Mögliche neue Lebenswelten
Gestartet wirdam Donnerstag, den 19. September um 15:30 Uhr nachmittags mit Keynote, Lecture und Streitgespräch zwischen Philosophie, Wissenschaft und Architektur. Unter der Leitung von Jochen Neustifter führen das Team Wirtshauslabor sowie Architekturpublizist und Autor Wojciech Czaja durch die vier Veranstaltungstage. Im Mittelpunkt stehen die Schaffung möglicher neuer Lebenswelten, die Mobilitätswende, Themen wie Identität und Raumproduktion, ebenso wie Kreislaufwirtschaft und zukünftige Spekulationen. Hinzu kommen Baukultur-Expertisen repräsentativer Kulturhauptstadtprojekte wie etwa das vom Hallstätter Architekten Friedrich Idam entwickelte Wissensvermittlungsprojekt „Simple Smart Buildings“sowie das Projekt „Lust auf Baukultur“von LandLuft.

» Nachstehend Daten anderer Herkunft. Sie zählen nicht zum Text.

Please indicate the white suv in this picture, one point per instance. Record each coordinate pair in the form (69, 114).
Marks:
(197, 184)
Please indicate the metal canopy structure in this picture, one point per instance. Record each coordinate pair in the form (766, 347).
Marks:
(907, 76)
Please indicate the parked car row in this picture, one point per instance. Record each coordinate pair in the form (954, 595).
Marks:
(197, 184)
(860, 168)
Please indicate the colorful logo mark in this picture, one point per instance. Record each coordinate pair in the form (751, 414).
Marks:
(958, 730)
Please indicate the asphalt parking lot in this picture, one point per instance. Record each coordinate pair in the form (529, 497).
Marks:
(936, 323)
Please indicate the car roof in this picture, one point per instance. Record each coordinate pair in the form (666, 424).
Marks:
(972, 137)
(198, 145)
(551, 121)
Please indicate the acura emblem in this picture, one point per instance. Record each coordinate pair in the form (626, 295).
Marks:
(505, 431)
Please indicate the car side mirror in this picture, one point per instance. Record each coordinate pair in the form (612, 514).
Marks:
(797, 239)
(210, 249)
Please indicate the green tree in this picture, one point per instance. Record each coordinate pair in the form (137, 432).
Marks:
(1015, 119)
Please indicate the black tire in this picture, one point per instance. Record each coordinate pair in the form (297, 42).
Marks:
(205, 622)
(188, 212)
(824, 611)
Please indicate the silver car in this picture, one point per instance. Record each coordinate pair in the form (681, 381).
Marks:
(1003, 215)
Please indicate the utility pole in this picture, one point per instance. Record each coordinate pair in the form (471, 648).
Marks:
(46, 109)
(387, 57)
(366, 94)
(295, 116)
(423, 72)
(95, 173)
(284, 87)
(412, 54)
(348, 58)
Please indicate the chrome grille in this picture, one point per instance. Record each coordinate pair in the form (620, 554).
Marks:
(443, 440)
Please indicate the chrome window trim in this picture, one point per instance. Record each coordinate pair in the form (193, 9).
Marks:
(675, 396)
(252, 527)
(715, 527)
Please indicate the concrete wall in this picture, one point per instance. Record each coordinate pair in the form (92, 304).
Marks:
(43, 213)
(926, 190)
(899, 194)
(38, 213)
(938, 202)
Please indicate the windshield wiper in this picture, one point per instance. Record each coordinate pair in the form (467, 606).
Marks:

Den Abschluss des Symposiums bildet die Bad Ischler Autorin und Biologin Andrea Grill, die ihre künstlerische Reflexion einer KI gegenüberstellt.
Der immer intensivere Diskurs über das Thema Baukultur ist schon einmal ein reeller Hoffnungsschimmer. Mittlerweile befassen sicht nicht mehr alleine Architekt:innen damit, endlich sprechen auch Bauherr:innen, politische Entscheider:innen und Medienvertreter:innen von Baukultur. Schlagworte wie Energieeffizienz, Ökologie, Zirkularität, Leerstand, Bodenversiegelung und soziale Verträglichkeit sind in aller Munde. Initiativen wie European Bauhaus und Green Deal lassen vermuten, dass auch die Politik die Bedeutung einer notwendigen Wende endlich erkannt hat. Unsere Realität sieht allerdings noch immer anders aus, denn Rentabilität und Gewinndenken bestimmen noch immer über Erhalt und Revitalisierung oder Abbruch bestehender Bausubstanz. Eine Kultur der Fehler lässt sich ebenso vermissen wie Transparenz bei der Vermittlung getroffener Entscheidungen und fehlende Kommunikation auch erfolgter Begründungen auf der Tagesordnung stehen. Solange in Elitendiskussionen Entscheidungen gefällt werden, solange zu vernehmen ist: „Das haben wir immer schon gemacht“, „Das haben wir noch nie so gemacht“ oder „Da müsste man …“, wird wohl alles so weitergehen wie bisher.
Miteinander zu sprechen ist von eminenter Bedeutung, gemeinsames Handeln aber dringlicher denn je.